A Treasured Discovery
Many Falun Gong practitioners say they treasure the practice because of the journey—the search they took to find it. But sometimes the practice finds them.
That’s what happened to a 63-year-old music teacher and photographer, Syl Lebar. In 2004, Lebar was researching information about a style of tai chi known as “wu,” but for some reason, his search results kept leading him to Falun Gong.
“Every time I searched, Google only showed me pages and pages of Falun Dafa. I had heard of it before, but that’s not what I was looking for at the time. I tried a second time, and the same thing happened. A third, and yet the same results,” Lebar said.
At first he was annoyed, but he decided to see what Falun Dafa was about. He found the main text of the practice, “Zhuan Falun,” online. After reading just a few pages, he was hooked.

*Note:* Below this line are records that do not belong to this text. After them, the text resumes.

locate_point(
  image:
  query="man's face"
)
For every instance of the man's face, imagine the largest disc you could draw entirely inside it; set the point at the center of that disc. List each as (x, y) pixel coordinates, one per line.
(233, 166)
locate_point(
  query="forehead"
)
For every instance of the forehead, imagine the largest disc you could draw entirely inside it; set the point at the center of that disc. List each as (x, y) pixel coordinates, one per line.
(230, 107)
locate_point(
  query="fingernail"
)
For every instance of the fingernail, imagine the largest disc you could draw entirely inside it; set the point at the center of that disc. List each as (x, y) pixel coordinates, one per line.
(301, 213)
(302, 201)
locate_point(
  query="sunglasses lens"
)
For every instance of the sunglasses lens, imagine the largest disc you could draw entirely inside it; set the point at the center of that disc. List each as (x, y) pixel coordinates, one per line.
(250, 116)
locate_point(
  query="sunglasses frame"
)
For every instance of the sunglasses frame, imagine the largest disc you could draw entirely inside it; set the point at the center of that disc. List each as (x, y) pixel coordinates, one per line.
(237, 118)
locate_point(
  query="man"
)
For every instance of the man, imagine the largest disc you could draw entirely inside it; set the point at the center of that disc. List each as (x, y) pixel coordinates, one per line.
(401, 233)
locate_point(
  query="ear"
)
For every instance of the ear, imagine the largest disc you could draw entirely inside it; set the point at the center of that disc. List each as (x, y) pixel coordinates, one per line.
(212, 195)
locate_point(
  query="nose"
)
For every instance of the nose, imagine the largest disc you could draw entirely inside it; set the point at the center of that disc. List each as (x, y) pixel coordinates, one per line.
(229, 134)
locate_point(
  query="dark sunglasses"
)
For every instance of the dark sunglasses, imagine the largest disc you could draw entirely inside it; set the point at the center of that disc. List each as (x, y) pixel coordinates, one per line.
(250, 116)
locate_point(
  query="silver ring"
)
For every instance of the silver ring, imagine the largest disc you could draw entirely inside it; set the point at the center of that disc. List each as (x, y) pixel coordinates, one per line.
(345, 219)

“Before I knew it, I was in the third chapter. I couldn’t stop reading it,” Lebar said. “When I went to bed, it suddenly occurred to me—that was no accident with the results when I was looking for wu-style tai chi. Someone was guiding me there. I smiled when I realized what had happened. Dafa is what I was looking for all my life.”
Over time, Lebar saw benefits that he attributed directly to his Falun Gong practice. His health was improving. He developed a more positive outlook, and he found it easier to handle all the little challenges of life.
“Everything in my daily life seemed to be taking an unknown direction for the better. The meditation that goes with the teaching put me in a state of internal peace that I had not felt before, even with other cultivation systems,” Lebar said. “Relationships to my immediate and extended family were improving as well.”
Lebar says he got a lot out of other meditation systems he had tried in the past, but they didn’t compare to what he gained from Falun Gong.
“I could not imagine life without it,” he said.